BoardGameGeek (BGG) is a singular repository of gaming information, knowledge and wisdom that has been serving the modern board game hobby since 2000. I consult it regularly and have used its database to manage my own game collection. I also used it when I was writing my 2016 book on gamified instruction, particularly with regard to the game mechanics that BGG identified and organized content into. While there are more than 85,000 games, even now, there are just 51 mechanics. Since every mechanic offers something to the teacher who wants to use games in the classroom, I'm going to use this section of Game Level Learn and my own contributions to it to assess games from each of these 51 mechanics. Next up?
The Set Collection mechanic is singularly useful for the gamifying teacher. Set Collection is ultimately about making decisions about pattern, anticipating the availability of resources and trying to manage scarcity. What makes these games appealing to the gamifying teacher is their accessibility. There are games of this kind that are wildly complicated and others that couldn't be easier. If you think about the kinds of sets you want your students to understand, nothing would be easier than using one of these five games as a model/anchor game to build your own student experience.
Bohnanza (BGG Rank: 366)
In Bohnanza, you play a bean farmer trying to maximize yield in two (or three) bean fields. Each field can have only one kind of bean planted in it at a time. Through strategic trades, you attempt to gain beans that are valuable to you at a cost that doesn't imbalance the game in your opponents' favor. Easily to learn and highly strategic, this game also would be a good introduction to the trading mechanic.
Lost Cities (BGG Rank: 294)
Lost Cities is a two-player game (there is a four player variant too) in which you undertake expeditions to exotic locales. Each locale has cards numbered from 1-10 and three "handshake" cards that increase the potential value (or cost) of an expedition. Over the course of three turns, players try to gather the best expedition cards they can and play them fast enough to get full value before their opponent "goes out."
Tigris & Euphrates (BGG Rank: 69)
Tigris&Euphrates is the second Reiner Knizia game on this list. An old classic, T&E is asking you to gather resources in farming, trading, religion and government through your game play. The trick of T&E is that your final score is the score of your weakest area. What this encourages is players to try to find strategies as balanced as possible. A tricky but fun and enlightening experience.
Tzolk'in: The Mayan Calendar (BGG Rank: 37)
Tzolk'in is a game that simulates the full range of life in ancient Mesoamerica. This one might be better called "Sets Collection," because there's a lot that you're having to keep track of. An extraordinary feature of this game is its board. The Maya are well known for their complex understanding of time and the game board represents this through a series of interlocking gears that change the available actions on any given turn. It looks much harder than it actually is, but this game is definitely for experienced players.

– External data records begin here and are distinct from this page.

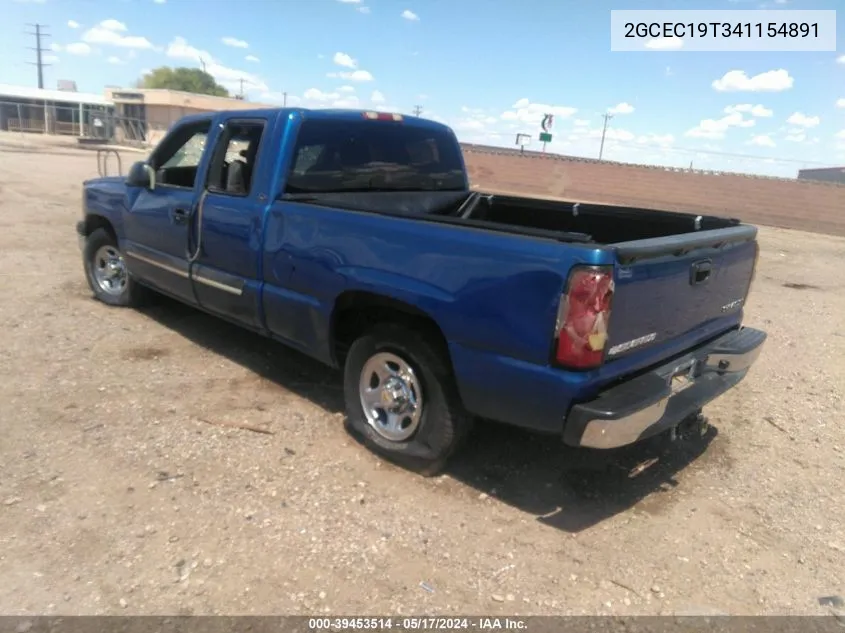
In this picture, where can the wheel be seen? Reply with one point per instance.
(106, 271)
(401, 399)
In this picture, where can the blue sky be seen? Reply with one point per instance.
(489, 68)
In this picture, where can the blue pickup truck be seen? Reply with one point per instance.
(355, 238)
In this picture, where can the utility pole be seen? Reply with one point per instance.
(38, 33)
(607, 118)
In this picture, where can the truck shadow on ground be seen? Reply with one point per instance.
(569, 489)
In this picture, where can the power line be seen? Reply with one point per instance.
(607, 118)
(39, 61)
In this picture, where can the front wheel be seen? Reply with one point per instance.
(106, 272)
(401, 399)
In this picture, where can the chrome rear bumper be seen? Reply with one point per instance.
(659, 399)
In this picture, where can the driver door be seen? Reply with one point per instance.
(157, 221)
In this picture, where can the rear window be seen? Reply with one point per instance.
(345, 156)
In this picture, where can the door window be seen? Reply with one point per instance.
(234, 160)
(177, 159)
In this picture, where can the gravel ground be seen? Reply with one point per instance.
(124, 492)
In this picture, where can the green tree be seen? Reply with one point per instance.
(184, 79)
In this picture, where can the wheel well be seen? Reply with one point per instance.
(94, 222)
(356, 312)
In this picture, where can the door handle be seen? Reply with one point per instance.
(180, 216)
(700, 272)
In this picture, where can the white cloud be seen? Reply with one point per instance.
(716, 128)
(355, 75)
(753, 110)
(664, 43)
(525, 112)
(108, 32)
(739, 81)
(113, 25)
(234, 42)
(314, 97)
(662, 140)
(226, 76)
(315, 94)
(763, 141)
(622, 108)
(802, 120)
(342, 59)
(78, 48)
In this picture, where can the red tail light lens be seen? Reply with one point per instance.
(583, 317)
(382, 116)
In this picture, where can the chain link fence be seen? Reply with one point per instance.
(85, 121)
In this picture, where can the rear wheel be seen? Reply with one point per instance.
(401, 399)
(105, 270)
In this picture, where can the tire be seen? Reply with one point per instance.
(435, 433)
(102, 259)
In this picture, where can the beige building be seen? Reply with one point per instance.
(145, 114)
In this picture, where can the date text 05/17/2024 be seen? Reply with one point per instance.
(731, 30)
(417, 624)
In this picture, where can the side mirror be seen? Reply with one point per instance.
(141, 175)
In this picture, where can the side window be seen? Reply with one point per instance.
(234, 160)
(374, 156)
(177, 159)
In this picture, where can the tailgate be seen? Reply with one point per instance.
(670, 286)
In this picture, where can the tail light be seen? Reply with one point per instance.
(583, 317)
(382, 116)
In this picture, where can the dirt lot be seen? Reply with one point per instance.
(116, 497)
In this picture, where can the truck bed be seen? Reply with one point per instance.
(601, 224)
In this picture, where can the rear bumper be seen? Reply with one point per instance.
(656, 401)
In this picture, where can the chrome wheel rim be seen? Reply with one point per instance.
(391, 396)
(109, 270)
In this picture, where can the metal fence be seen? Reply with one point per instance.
(86, 121)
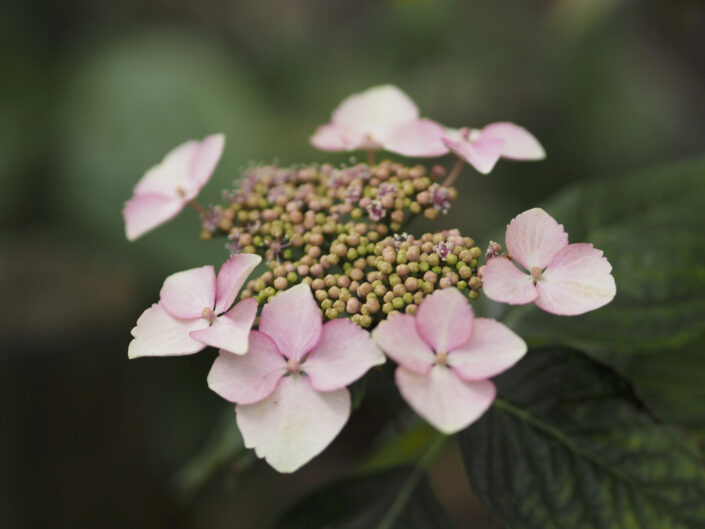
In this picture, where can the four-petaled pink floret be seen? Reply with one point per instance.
(482, 148)
(166, 188)
(194, 311)
(561, 278)
(290, 388)
(446, 357)
(382, 117)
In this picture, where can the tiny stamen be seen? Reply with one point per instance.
(441, 358)
(293, 367)
(208, 315)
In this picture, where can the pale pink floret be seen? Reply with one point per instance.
(446, 357)
(166, 188)
(382, 117)
(194, 311)
(290, 388)
(561, 278)
(482, 148)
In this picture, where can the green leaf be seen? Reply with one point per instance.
(398, 498)
(649, 225)
(569, 446)
(225, 445)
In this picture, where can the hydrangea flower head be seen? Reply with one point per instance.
(446, 357)
(290, 388)
(561, 278)
(167, 187)
(194, 311)
(482, 148)
(382, 117)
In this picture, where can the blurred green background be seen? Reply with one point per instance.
(95, 92)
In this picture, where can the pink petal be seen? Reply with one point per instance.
(447, 402)
(246, 379)
(577, 280)
(185, 294)
(293, 320)
(534, 237)
(205, 159)
(184, 170)
(231, 330)
(492, 349)
(343, 354)
(231, 277)
(482, 153)
(372, 112)
(294, 424)
(421, 137)
(519, 143)
(445, 320)
(143, 213)
(158, 333)
(502, 281)
(333, 138)
(400, 340)
(171, 174)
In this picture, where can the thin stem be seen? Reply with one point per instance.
(454, 172)
(197, 207)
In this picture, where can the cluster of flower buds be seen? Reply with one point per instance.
(368, 281)
(277, 211)
(337, 255)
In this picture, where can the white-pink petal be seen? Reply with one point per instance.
(418, 138)
(445, 320)
(293, 320)
(533, 238)
(519, 143)
(185, 294)
(231, 277)
(372, 112)
(231, 330)
(502, 281)
(184, 170)
(158, 333)
(167, 187)
(142, 213)
(331, 137)
(400, 340)
(447, 402)
(492, 349)
(294, 424)
(577, 280)
(481, 153)
(250, 378)
(343, 354)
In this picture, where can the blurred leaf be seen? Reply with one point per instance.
(399, 498)
(649, 225)
(224, 446)
(568, 445)
(125, 104)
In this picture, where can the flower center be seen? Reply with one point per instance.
(441, 358)
(208, 315)
(293, 367)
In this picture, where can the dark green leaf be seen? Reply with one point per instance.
(398, 498)
(650, 226)
(569, 446)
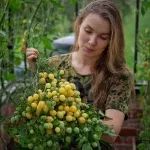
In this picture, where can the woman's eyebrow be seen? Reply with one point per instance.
(104, 33)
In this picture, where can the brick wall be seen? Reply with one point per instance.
(127, 140)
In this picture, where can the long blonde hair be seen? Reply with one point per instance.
(112, 61)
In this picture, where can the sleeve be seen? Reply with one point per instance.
(120, 94)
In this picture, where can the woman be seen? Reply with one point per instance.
(97, 64)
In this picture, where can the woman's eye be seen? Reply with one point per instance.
(87, 31)
(104, 38)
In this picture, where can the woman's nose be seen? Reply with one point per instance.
(93, 40)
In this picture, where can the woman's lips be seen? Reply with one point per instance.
(88, 49)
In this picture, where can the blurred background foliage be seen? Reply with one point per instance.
(30, 23)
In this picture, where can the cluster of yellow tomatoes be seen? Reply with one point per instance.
(55, 116)
(57, 99)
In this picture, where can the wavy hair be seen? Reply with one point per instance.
(111, 61)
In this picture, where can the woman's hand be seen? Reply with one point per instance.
(32, 55)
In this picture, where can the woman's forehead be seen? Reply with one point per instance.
(97, 23)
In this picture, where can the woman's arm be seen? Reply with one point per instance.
(116, 121)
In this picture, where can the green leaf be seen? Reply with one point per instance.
(15, 5)
(87, 146)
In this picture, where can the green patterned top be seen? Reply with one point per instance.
(119, 87)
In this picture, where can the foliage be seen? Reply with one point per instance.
(144, 74)
(145, 6)
(52, 109)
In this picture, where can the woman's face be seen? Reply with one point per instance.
(94, 36)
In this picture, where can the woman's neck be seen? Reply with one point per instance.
(81, 64)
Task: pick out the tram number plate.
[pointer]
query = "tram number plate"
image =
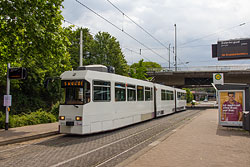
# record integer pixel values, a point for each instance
(69, 123)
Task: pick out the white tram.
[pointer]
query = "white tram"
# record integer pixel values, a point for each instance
(100, 101)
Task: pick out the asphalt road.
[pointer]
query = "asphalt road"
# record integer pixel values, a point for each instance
(102, 149)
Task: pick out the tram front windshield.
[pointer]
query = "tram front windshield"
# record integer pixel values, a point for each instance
(76, 92)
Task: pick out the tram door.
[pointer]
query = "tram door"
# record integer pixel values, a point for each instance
(154, 102)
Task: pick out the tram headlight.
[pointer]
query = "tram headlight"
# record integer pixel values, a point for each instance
(62, 118)
(78, 118)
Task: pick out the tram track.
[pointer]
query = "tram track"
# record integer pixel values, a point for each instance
(145, 140)
(103, 149)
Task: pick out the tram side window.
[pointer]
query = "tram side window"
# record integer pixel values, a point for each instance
(148, 94)
(179, 95)
(170, 95)
(120, 92)
(131, 91)
(183, 96)
(101, 91)
(140, 93)
(164, 94)
(76, 92)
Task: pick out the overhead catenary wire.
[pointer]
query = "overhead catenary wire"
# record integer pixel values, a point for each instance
(95, 34)
(138, 25)
(120, 29)
(226, 29)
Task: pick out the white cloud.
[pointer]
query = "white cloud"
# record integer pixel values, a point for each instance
(194, 19)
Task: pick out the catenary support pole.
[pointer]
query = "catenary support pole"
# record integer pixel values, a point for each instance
(169, 57)
(175, 47)
(7, 93)
(80, 63)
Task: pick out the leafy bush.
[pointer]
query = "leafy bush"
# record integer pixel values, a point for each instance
(31, 118)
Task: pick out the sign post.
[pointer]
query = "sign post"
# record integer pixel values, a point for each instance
(218, 78)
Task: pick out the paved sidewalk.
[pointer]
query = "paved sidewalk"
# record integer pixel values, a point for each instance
(20, 134)
(197, 144)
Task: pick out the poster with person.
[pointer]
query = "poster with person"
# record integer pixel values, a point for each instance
(231, 108)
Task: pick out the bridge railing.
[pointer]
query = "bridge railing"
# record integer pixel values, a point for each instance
(202, 68)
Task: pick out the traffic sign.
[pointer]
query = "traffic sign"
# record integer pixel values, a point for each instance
(218, 78)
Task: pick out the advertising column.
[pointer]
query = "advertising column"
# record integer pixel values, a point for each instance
(232, 105)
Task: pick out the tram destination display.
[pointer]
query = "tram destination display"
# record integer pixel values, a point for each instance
(231, 49)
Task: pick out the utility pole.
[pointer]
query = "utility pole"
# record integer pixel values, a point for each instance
(80, 64)
(7, 93)
(169, 57)
(175, 47)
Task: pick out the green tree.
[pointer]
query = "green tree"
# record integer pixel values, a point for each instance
(74, 49)
(31, 36)
(139, 70)
(106, 50)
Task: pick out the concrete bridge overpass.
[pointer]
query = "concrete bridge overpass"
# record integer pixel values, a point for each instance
(200, 76)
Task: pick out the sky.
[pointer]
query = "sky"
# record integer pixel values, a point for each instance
(199, 24)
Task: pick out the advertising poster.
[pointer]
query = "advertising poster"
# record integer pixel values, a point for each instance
(231, 108)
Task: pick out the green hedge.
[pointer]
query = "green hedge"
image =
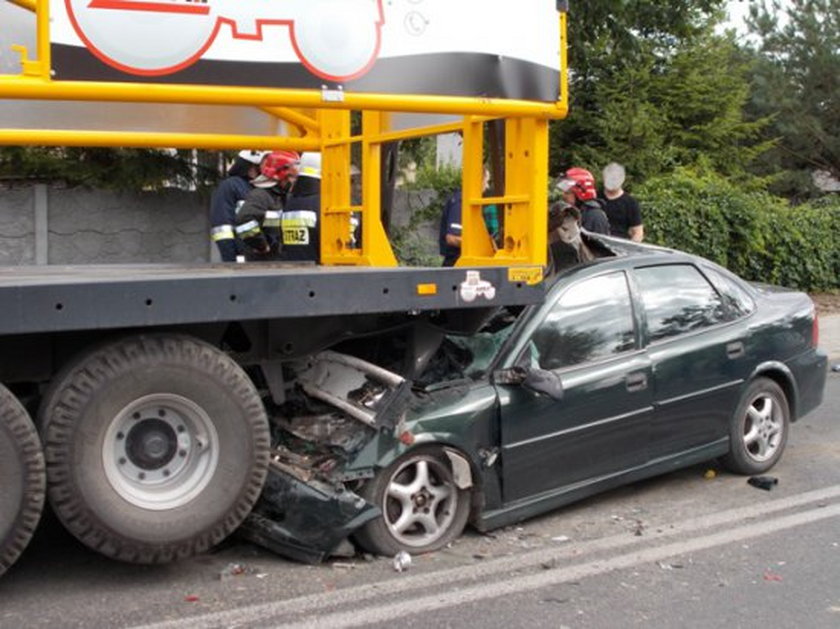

Zooloretto (BGG Rank: 605)
Michael Schacht has won the Spiel des Jahres and deservedly so for his inventive designs. In Zooloretto players take on the role of zookeepers trying to assemble from "delivery trucks" the best mix of animals for their particular zoo. The challenge is that there's only so many places to put the animals...and if you don't collect your sets effectively, you're going to have a lot of animals in your barn, each of whom costs you victory points.